Mitsubishi Shuts Production - But Not Sales - In U.S.

Mitsubishi Motors is ending production of its Outlander Sport crossover SUV in the U.S. and will close its only plant here, in Normal, Ill., if it does not find a buyer. At a news conference in Japan this morning, president and COO Tetsuro Aikawa said the decision is “strictly due to dwindling output in recent years” and is not related to labor costs or foreign exchange rates, Reuters’ Minami Funakoshi reports.

“Aikawa said he thought finding a buyer for the plant would be relatively easy because demand for cars in the buoyant U.S. market was strong,” Funakoshi writes.

It expects to end production at the 2.4 million-square-foot plant — the equivalent of 50 football fields — by the end of November. About 1,250 people and 400 robots are employed there.

Mitsubishi is the “only foreign-owned plant on U.S. soil that employs a union workforce” reportsCar and Driver’s Clifford Atiyeh. “The Japanese automaker’s contract with the UAW was up for renewal next month but negotiations had not yet begun.”

All this is pending a final board decision on July 30, according to Bloomberg’s Jie Ma, who writes that the Outlander Sport will be exported to the U.S. from the company’s Okazaki plant in Japan. “A slump in Russian demand since last year also dented output at the Illinois factory, which produced vehicles for export,” Ma reports.

The “plant was part of a wave of Asian-brand joint-venture auto plants in North America that opened in the 1980s and 1990s to do whatever was necessary to crack the all-important U.S. retail market,” writes Lindsay Chappell for Automotive News. And the decision to abandon it “illustrates an emerging new-world order in car production.”

Like “Mazda, Toyota, Subaru, Isuzu, Suzuki and, briefly, Hyundai” before it, Chappell reports, it has succumbed to “the new reality” and is “shifting to more cost-efficient global platforms and world supply bases that serve multiple markets.”
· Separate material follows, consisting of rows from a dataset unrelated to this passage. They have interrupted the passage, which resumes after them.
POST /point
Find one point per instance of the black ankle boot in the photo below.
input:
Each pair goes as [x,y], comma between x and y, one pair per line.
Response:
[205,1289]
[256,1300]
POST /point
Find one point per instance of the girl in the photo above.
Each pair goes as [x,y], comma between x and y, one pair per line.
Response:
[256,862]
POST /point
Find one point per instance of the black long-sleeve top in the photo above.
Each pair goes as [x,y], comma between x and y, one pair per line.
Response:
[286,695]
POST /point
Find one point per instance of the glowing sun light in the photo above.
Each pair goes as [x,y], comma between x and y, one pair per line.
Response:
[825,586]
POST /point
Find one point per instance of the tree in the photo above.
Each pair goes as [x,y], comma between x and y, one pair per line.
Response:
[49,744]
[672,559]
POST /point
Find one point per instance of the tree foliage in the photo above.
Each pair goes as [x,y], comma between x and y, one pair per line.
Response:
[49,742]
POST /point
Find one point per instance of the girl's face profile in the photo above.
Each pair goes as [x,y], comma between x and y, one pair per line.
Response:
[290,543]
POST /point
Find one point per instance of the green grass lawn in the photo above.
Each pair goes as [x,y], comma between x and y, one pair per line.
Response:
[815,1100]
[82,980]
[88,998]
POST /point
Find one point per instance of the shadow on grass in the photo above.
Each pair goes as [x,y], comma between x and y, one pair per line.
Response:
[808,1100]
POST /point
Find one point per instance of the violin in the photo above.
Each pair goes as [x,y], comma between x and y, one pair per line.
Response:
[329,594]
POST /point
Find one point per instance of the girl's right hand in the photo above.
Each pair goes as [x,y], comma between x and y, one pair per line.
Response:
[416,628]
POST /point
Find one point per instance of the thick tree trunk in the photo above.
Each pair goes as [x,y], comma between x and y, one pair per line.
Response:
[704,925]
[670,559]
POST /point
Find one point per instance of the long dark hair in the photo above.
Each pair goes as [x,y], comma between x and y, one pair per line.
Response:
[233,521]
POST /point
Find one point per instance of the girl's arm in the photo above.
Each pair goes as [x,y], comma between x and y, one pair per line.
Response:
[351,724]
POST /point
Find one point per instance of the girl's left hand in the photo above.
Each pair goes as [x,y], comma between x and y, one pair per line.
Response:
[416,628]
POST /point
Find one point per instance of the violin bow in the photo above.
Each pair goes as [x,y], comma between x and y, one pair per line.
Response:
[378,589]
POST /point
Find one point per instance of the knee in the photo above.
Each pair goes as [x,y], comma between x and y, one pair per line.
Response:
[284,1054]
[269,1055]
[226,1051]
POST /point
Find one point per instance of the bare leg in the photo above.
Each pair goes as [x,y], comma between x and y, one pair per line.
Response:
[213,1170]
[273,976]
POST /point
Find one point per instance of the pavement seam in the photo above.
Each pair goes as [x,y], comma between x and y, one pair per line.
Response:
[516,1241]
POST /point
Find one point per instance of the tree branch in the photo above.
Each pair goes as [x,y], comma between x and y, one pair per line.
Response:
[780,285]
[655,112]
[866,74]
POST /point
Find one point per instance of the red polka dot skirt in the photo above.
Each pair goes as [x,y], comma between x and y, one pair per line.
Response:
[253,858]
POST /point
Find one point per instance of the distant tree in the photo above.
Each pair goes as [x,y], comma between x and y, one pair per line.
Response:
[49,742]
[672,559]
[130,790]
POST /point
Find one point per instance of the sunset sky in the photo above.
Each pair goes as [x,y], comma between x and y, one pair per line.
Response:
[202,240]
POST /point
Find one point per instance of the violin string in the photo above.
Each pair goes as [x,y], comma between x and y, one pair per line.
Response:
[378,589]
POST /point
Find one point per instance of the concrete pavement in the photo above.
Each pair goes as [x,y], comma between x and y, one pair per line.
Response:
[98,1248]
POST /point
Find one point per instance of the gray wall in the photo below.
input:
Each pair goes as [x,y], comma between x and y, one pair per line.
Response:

Another reality is that Mitsubishi “has less than 1% of the U.S. market, putting it way behind the likes of Toyota Motor,” as Nikkei reported in breaking the story of the impending announcement on Friday. Mitsubishi sold 7,963 vehicles in June, while Toyota sold 209,912 and Honda sold 134,397, according to an AFP story that reports that the Outlander Sport accounted for about half of the total.
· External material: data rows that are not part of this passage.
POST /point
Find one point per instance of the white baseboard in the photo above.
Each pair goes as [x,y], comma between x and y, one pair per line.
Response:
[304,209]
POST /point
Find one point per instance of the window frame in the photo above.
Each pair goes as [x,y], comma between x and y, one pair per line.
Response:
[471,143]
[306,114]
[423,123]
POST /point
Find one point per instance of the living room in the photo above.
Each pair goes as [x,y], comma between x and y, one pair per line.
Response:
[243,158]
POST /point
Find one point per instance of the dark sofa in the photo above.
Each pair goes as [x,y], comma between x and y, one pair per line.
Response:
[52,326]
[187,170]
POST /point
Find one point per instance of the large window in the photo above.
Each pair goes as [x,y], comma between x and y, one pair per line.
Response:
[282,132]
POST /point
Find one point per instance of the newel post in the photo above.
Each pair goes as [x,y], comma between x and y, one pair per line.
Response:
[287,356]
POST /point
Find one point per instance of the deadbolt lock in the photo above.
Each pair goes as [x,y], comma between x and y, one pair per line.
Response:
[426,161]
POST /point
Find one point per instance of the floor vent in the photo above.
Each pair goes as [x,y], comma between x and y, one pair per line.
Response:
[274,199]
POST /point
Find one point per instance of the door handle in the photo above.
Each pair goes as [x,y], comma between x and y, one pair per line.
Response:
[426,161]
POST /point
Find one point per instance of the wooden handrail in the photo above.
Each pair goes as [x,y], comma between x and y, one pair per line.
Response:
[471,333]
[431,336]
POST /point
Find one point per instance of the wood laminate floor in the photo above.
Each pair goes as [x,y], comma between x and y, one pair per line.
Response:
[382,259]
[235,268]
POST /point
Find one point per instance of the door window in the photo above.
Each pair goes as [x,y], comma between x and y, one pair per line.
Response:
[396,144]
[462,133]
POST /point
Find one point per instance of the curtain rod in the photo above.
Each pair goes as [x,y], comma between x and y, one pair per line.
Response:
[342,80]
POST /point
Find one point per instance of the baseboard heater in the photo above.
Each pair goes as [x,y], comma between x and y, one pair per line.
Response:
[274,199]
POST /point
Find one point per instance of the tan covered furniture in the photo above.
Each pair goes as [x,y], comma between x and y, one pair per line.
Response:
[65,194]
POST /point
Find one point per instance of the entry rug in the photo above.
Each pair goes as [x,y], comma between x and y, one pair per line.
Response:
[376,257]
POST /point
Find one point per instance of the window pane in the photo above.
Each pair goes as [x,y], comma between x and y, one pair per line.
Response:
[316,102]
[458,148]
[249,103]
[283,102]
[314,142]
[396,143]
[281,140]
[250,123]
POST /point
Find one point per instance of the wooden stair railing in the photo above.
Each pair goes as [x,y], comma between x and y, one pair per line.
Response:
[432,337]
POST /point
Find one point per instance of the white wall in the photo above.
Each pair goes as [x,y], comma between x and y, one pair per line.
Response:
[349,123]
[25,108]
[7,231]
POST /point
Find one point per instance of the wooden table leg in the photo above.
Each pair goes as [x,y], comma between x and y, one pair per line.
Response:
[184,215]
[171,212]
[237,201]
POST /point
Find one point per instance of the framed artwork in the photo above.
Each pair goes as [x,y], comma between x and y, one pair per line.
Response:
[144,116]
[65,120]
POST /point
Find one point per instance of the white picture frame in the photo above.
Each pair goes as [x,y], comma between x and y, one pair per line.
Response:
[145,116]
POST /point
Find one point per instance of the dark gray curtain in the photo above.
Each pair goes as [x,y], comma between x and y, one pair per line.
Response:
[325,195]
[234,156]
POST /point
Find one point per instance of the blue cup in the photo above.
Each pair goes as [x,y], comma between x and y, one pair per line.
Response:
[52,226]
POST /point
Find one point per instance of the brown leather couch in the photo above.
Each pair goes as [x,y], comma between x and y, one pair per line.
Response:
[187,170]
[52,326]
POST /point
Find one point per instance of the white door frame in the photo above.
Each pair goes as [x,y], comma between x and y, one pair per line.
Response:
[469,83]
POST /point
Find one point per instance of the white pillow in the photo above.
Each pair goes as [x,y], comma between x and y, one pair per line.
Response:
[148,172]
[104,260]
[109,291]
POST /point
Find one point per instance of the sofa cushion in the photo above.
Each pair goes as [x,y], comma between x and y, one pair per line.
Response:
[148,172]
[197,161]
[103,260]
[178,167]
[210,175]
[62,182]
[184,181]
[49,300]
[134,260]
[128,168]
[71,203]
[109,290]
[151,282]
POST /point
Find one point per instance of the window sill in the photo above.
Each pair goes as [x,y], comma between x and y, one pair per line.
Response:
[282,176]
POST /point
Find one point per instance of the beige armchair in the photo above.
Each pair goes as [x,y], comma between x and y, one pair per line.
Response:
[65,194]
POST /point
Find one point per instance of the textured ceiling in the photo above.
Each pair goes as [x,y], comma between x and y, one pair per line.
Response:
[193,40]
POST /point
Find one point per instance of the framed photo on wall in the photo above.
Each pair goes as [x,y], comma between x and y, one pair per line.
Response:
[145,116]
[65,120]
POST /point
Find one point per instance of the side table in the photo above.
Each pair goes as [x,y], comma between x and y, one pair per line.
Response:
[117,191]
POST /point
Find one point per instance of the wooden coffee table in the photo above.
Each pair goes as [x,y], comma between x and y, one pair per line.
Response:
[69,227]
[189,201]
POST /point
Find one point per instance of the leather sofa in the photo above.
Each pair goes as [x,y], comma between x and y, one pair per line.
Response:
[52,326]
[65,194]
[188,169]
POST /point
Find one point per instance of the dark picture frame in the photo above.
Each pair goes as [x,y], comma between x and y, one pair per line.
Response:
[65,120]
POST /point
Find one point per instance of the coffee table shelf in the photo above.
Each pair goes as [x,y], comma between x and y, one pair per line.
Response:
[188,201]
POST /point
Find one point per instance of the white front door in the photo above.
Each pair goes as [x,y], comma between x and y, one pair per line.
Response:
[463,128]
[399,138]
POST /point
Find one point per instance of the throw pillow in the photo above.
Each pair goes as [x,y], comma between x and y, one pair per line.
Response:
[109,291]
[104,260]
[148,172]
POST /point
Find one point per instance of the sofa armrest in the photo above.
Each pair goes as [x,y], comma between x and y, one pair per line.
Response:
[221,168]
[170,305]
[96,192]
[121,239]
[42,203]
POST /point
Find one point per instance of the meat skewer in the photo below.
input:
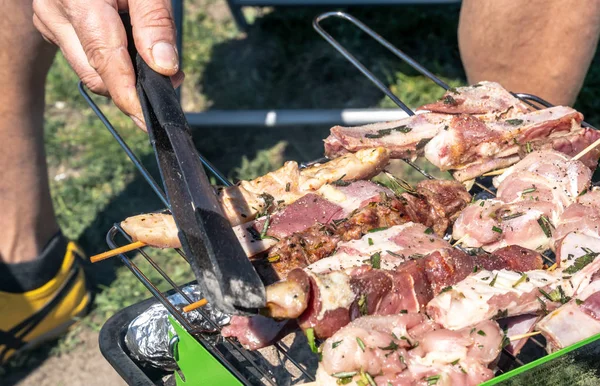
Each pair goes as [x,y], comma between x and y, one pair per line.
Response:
[485,100]
[473,130]
[435,204]
[327,300]
[409,349]
[574,321]
[330,202]
[501,293]
[531,197]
“Mitsubishi Motors will be the first major Japanese automaker to end output in both the U.S. and Europe,” according to Nikkei. “It withdrew from Australian production in 2008 and sold off a facility in the Netherlands to a manufacturer there at the end of 2012.”

But the company also said in a statement, “the North American market remains a priority for Mitsubishi Motors. We will continue to sell Mitsubishi cars, including current and planned models, at Mitsubishi dealerships across the United States.”
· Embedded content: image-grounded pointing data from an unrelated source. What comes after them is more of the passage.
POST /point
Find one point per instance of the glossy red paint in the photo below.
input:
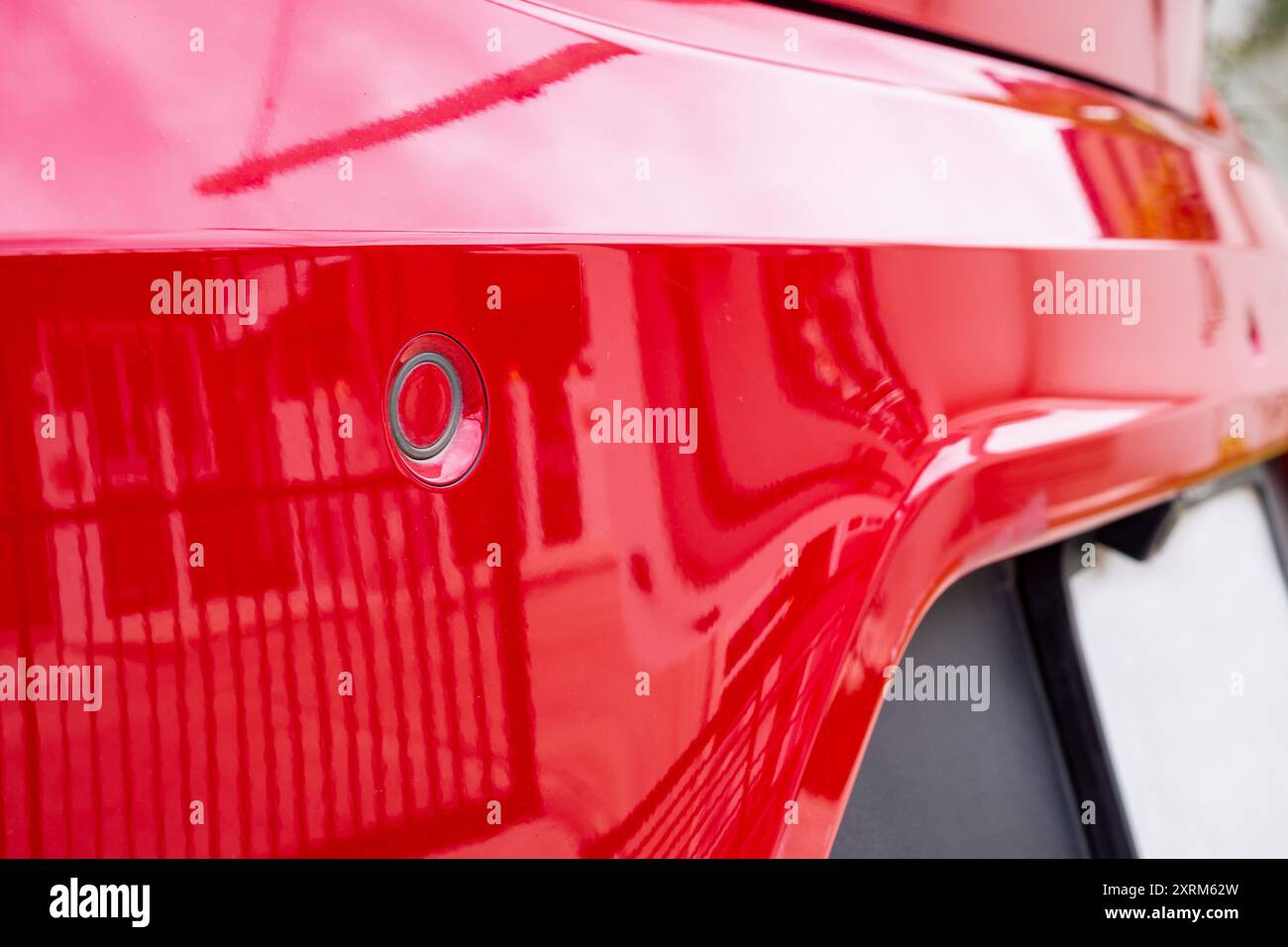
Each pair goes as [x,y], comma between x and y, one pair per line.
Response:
[799,265]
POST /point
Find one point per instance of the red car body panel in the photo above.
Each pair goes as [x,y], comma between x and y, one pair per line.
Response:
[909,420]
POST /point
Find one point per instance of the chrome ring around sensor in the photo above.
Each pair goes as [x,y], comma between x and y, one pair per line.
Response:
[454,381]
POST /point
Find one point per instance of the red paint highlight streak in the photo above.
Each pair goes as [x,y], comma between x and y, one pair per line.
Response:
[514,85]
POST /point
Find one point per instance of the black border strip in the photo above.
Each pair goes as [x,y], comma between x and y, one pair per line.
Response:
[874,21]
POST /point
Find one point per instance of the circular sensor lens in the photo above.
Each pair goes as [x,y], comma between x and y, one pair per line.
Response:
[437,410]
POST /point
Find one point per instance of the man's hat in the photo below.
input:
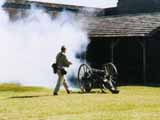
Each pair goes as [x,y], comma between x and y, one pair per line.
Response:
[63,48]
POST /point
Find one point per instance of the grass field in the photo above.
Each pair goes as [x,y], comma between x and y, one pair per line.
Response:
[30,103]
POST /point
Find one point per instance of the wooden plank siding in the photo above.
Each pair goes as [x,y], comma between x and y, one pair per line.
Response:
[126,25]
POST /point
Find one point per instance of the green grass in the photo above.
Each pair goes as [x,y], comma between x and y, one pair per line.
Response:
[32,103]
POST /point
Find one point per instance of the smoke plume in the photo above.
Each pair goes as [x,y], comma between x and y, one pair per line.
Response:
[29,46]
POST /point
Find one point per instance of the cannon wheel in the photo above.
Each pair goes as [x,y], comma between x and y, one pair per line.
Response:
[84,73]
[112,74]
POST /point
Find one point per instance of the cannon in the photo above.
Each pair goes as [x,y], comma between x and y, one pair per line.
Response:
[104,78]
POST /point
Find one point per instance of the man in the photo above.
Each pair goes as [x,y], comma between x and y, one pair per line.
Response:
[61,61]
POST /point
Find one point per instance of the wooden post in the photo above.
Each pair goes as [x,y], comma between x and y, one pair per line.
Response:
[112,46]
[143,44]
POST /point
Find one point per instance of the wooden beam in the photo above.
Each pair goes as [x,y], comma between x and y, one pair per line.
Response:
[143,45]
[112,46]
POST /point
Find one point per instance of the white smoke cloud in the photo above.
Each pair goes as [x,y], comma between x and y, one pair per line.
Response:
[89,3]
[29,46]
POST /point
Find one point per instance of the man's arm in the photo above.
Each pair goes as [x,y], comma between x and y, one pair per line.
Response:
[66,62]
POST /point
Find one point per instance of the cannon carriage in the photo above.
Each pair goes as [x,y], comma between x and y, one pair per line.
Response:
[105,78]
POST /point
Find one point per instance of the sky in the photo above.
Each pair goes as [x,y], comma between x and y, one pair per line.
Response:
[89,3]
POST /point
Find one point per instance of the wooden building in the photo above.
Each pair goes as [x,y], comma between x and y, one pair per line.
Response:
[18,8]
[130,41]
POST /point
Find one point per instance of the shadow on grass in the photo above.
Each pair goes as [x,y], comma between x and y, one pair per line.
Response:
[27,96]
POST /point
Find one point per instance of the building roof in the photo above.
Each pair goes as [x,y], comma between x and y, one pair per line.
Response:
[50,6]
[138,25]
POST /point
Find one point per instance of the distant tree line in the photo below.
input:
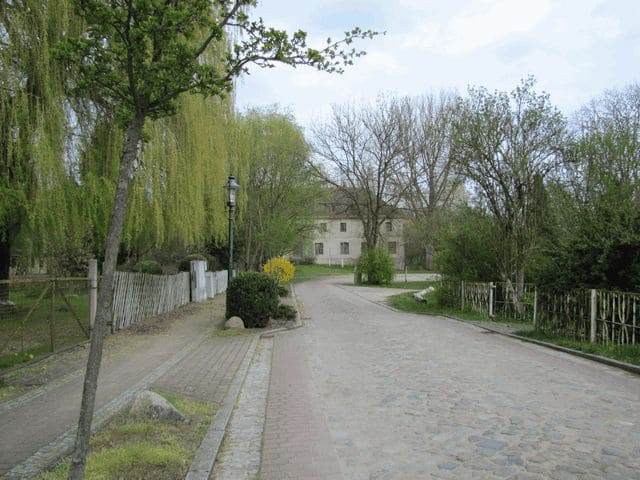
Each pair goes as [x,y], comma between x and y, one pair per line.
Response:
[497,185]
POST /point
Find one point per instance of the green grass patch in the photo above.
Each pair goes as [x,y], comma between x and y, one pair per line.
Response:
[623,353]
[144,449]
[310,272]
[29,328]
[18,358]
[407,303]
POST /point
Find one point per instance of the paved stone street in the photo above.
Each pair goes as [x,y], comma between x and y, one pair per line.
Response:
[375,394]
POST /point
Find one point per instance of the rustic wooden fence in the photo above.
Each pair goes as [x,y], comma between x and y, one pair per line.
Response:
[40,315]
[492,299]
[140,295]
[595,315]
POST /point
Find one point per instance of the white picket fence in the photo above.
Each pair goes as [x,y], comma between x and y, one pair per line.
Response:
[140,295]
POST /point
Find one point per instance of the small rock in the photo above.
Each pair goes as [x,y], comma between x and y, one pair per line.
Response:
[151,405]
[234,322]
[614,452]
[447,466]
[492,444]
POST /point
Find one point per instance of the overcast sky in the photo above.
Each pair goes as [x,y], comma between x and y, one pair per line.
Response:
[575,48]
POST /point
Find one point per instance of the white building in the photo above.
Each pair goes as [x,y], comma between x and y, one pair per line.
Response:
[340,241]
The automaker has been “the sixth-biggest employer in the Bloomington-Normal area, with 1,280 full-time employees, according to the website for the Bloomington-Normal Economic Development Council,” the Chicago Tribune’s Becky Yerak and Alejandra Cancino write

Normal is about 150 miles south of Chicago. The plant opened in 1988 with the help of $249 million in state and local subsidies as a joint venture between Mitsubishi and Chrysler; Mitsubishi took full control in the 1990s.

“The Normal plant was producing more than 200,000 vehicles a year in the late 1990s and early 2000s, generating about $320 million annually to the local economy, according to the company, Steve Tarter writes in the Peoria Journal Star. “But Mitsubishi wasn’t setting sales records like other Japanese automakers such as Toyota and Honda. In 2004, Mitsubishi laid off almost one-third of its 3,000 employees at the Normal plant.”

Mitsubishi only built about 70,000 cars in Normal last year but HIS auto analyst tells Tarter there is “a decent chance” Mitsubishi will find a buyer.

“It still will be a challenge but you’ve got a good location and there are already auto suppliers there,” he says. Plus, with 17.5 million new cars expected to be sold in the U.S. this year, the industry is facing capacity issues.

One thing that’s for sure: automobile production is faring better than the infrastructure that is expected to support all those vehicles hitting the roads.